Pusat Pelatihan Bisnis/Action Coach 06-07-2012
Ketika suatu siang sesudah dhuhur kami
berada di lantai 2 perusahaan tempat kami bekerja, terdengar sayup-sayup
suara anak-anak berhitung.... hana, doel, set, net, tasot, yosot dst...
kalau dalam bahasa Indonesia artinya... satu, dua, tiga, empat lima
dst.
Aku sempatkan melihat keluar lewat jendela untuk mengetahui
sedang apakah anak-anak itu. Ternyata ada beberapa anak-anak laki-laki
dan perempuan sedang bermain pate lele. Aku tertawa geli. Ternyata
pendapatku selama ini salah. Aku pikir permainan pate lele, gobak sodor
itu hanya dimiliki bangsa Indonesia saja, khususnya Jawa.
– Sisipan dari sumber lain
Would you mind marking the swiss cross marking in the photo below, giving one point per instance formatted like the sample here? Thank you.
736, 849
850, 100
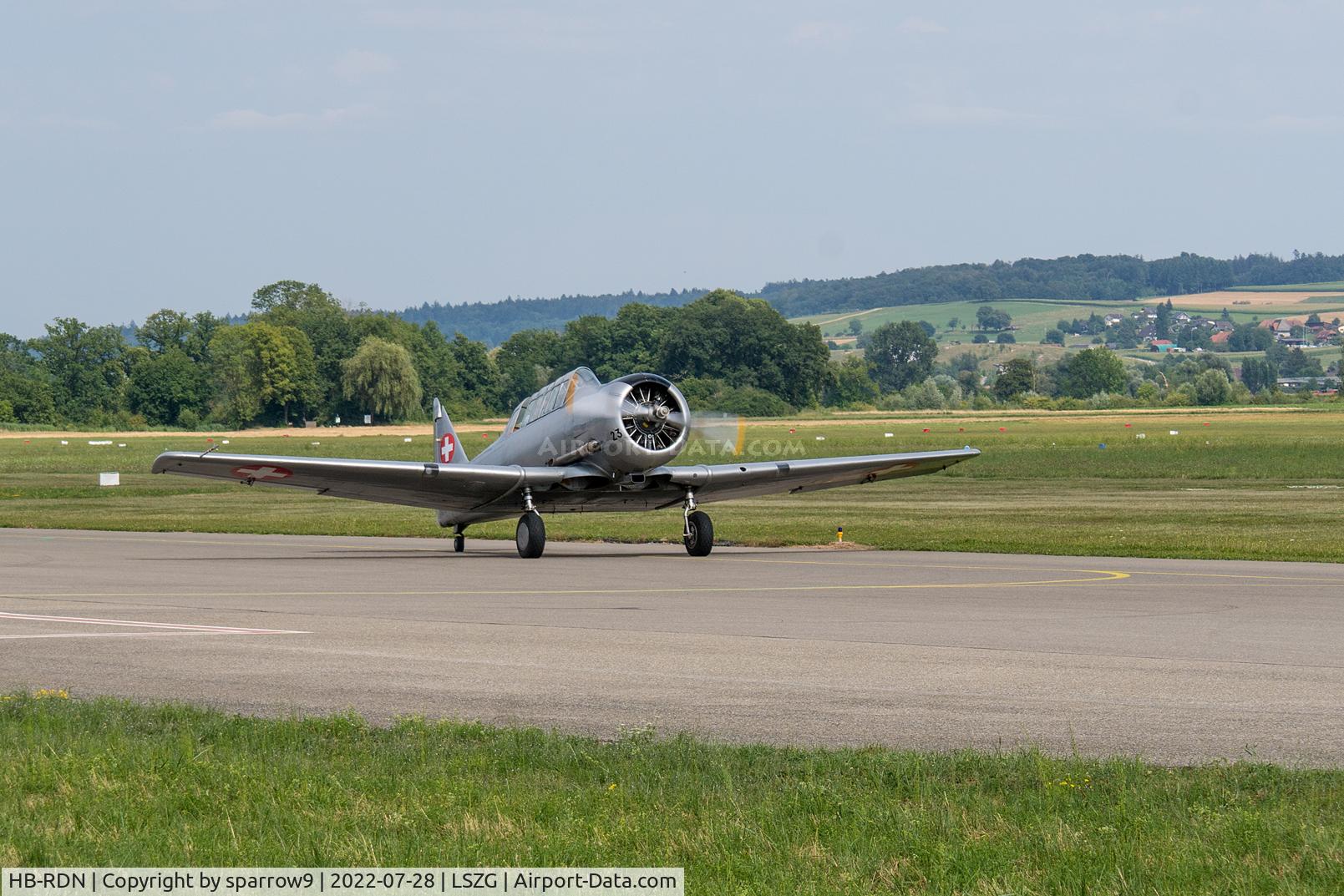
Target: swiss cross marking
261, 472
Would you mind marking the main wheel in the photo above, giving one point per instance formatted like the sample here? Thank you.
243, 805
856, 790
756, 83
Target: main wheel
699, 540
531, 535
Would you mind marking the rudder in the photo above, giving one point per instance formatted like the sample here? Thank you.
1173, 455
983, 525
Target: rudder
448, 449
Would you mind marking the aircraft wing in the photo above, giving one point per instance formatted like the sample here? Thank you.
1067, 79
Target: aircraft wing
725, 481
439, 487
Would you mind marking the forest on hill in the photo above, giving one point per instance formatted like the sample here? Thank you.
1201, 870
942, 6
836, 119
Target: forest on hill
302, 357
1073, 277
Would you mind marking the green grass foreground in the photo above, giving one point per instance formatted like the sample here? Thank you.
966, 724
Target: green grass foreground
112, 783
1233, 483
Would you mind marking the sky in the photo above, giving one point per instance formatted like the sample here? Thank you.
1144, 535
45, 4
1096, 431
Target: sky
185, 152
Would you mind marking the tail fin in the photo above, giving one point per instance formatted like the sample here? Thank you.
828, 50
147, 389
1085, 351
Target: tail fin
446, 448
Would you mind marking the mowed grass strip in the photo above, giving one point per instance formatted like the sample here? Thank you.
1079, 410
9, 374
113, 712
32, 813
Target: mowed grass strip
113, 783
1230, 485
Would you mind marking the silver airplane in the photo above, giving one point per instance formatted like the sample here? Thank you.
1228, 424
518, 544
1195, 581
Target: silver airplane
576, 446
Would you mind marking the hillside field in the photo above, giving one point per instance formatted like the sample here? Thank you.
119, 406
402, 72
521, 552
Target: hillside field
1035, 317
1233, 483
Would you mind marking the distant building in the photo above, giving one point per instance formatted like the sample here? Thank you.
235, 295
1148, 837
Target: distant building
1299, 383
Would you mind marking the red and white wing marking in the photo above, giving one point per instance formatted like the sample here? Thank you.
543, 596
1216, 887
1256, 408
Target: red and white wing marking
262, 472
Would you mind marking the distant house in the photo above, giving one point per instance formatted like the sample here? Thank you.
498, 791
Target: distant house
1282, 329
1299, 383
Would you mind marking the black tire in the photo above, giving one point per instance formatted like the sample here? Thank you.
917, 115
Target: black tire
701, 539
531, 536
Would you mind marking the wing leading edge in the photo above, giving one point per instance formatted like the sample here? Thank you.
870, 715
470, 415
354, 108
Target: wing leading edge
439, 487
726, 481
476, 492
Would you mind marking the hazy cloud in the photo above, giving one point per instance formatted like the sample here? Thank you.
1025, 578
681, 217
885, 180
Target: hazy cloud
914, 24
941, 113
1304, 124
253, 119
824, 34
358, 65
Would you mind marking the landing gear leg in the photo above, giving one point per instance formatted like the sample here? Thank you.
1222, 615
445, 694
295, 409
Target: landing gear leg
531, 531
697, 535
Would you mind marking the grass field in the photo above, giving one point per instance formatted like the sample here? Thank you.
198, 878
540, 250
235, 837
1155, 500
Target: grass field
1255, 483
1293, 288
110, 783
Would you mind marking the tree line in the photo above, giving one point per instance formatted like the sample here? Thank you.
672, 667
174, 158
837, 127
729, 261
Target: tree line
1076, 277
300, 355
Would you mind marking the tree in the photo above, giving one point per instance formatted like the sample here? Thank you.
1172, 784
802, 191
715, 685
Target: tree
1249, 337
437, 367
382, 379
324, 322
1164, 320
1258, 375
525, 363
1211, 387
165, 383
165, 329
992, 319
84, 364
850, 383
900, 355
1017, 377
1093, 371
260, 367
1299, 363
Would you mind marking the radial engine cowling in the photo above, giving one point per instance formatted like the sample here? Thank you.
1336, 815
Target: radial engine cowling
651, 428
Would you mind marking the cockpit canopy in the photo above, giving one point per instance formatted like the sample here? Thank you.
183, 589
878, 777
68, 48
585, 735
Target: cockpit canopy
551, 397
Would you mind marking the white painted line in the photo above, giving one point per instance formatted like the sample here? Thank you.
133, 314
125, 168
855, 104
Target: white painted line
94, 635
168, 626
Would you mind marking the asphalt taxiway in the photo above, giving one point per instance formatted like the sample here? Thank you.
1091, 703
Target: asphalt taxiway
1172, 660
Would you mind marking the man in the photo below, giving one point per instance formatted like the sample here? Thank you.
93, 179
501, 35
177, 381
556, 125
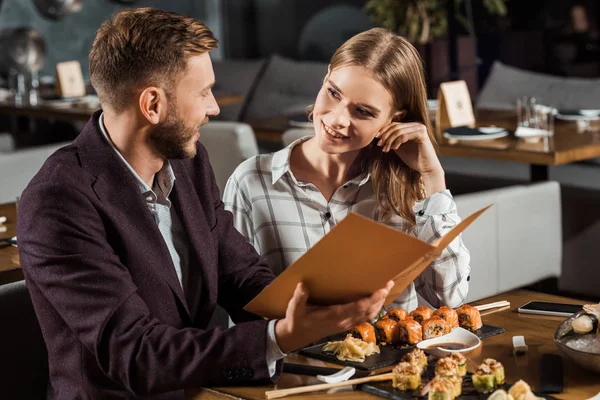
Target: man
126, 246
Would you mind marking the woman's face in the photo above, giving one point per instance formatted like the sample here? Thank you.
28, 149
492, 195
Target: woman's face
351, 107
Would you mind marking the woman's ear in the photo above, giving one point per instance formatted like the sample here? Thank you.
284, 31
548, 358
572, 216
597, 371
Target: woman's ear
398, 116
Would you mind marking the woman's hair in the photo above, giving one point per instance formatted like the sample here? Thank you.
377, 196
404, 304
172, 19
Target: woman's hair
396, 64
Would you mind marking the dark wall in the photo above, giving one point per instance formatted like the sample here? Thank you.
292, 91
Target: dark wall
71, 38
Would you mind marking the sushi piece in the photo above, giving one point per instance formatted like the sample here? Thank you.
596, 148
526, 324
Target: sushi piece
497, 369
421, 314
441, 389
585, 323
483, 379
385, 330
447, 314
406, 376
397, 314
409, 331
461, 361
434, 327
469, 317
446, 367
417, 358
364, 332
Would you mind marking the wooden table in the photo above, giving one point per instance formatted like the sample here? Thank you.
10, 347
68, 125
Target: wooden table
10, 270
538, 332
566, 146
82, 113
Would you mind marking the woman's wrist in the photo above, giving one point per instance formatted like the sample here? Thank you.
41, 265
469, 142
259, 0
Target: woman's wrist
434, 182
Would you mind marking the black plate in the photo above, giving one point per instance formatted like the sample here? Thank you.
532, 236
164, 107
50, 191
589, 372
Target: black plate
389, 354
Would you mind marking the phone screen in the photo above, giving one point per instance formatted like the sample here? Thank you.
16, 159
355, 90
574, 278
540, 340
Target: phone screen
552, 307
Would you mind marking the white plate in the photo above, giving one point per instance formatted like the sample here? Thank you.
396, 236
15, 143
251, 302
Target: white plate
483, 136
458, 335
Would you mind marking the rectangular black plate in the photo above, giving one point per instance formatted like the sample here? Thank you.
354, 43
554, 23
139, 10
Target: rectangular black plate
389, 354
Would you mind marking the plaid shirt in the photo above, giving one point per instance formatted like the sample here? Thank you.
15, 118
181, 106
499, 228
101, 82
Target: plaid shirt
282, 218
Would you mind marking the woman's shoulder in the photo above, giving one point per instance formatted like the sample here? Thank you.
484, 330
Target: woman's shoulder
251, 169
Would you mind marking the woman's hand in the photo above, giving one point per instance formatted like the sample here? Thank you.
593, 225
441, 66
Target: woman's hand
411, 143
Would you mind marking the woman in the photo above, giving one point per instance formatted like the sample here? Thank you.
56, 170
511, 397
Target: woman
372, 153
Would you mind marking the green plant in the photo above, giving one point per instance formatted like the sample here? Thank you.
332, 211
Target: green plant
421, 20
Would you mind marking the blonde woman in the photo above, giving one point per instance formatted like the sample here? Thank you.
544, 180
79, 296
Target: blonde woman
372, 153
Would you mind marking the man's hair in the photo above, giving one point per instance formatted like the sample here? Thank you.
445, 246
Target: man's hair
143, 47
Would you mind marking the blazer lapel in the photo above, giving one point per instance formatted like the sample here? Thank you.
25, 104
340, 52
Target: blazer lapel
116, 187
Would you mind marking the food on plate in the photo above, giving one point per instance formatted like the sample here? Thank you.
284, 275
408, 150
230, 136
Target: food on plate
409, 331
351, 349
441, 389
497, 369
418, 358
446, 367
585, 323
421, 313
483, 379
434, 327
461, 361
500, 394
397, 314
522, 391
469, 317
385, 330
406, 376
447, 314
364, 332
Tapi ternyata
pendapatku keliru. Di Korea Selatan ini, anak-anak juga memainkan
permainan pate lele. Hanya hitunganya yang tentu saja menggunakan
bahasa Korea Selatan. Beberapa waktu kemudian, aq juga menemukan fakta,
ternyata anak-anak Korea Selatan juga memainkan Gobak Sodor. Yang lebih
menggelikan lagi... ini bukan di desa di pelosok Korea Selatan tapi di
kota.
Nampaknya kita harus berpikir luas, bahwa budaya-budaya
tradisional itu memang universal. Dan bisa jadi dimana-mana di belahan
dunia yang lain juga ada pate lele dan gobak sodor.
Dari
peristiwa ini memang agak menggelikan, bayangkan saja.. Korea Selatan
yang pasti lebih maju daripada Indonesia. Internet sudah menjadi barang
murah. Anak-anak kecil sudah pada pandai memainkan keyboard computer.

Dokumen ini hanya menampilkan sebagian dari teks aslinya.